I love it when a programming language behaves in an unsurprising and helpful way. This is Python in a nutshell.

Consider the following situation I came across yesterday. I needed to pair off two lists. Naturally, Python has a built-in function for this:

x = [1, 2, 3]
y = ['a', 'b', 'c']
zip(x, y)
# [(1, 'a'), (2, 'b'), (3, 'c')]

But what happens if the lists are different lengths (as they were in my case)? Python does the logical thing, and stops with the shorter list:

x = [1, 2, 3]
y = ['a', 'b', 'c', 'd', 'e', 'f']
zip(x, y)
# [(1, 'a'), (2, 'b'), (3, 'c')]

This is exactly the behavior I needed, no special case handling required. Woot!

Gimme That Foot Gun

Gimme That Foot Gun

The past couple of days I wrote about the dangers of providing too much functionality. In a fit of cognitive dissonance I now want to contradict myself and demand dangerous power when it suits my needs.

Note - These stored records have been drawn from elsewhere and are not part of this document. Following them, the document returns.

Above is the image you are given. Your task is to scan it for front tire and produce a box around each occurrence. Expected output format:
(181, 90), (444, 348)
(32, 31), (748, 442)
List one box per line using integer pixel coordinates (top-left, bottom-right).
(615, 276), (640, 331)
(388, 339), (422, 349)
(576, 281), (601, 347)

I’ve been working the past week to get a particularly gnarly application running in a set of docker containers. There are over a dozen services, plus a Rabbit queue and a database. Many of the services do not handle database connection failures in a robust way. During my testing I wanted a simple way to ensure they waited a bit before trying to connect, as the database container needs a minute or so to seed itself and get ready for connections.

Unfortunately,docker-compose does not have any form of manual startup delay feature. This is by design, as the Docker team (rightly) argues that having services intolerant to connection failure is a bad thing. However, it’s frustrating to not have the power to do the wrong thing in the short term.

Then again, it turns out it wasn’t too tough to augment my compose file with a depends_on clause that includes a health check, which is a more reliable solution anyways.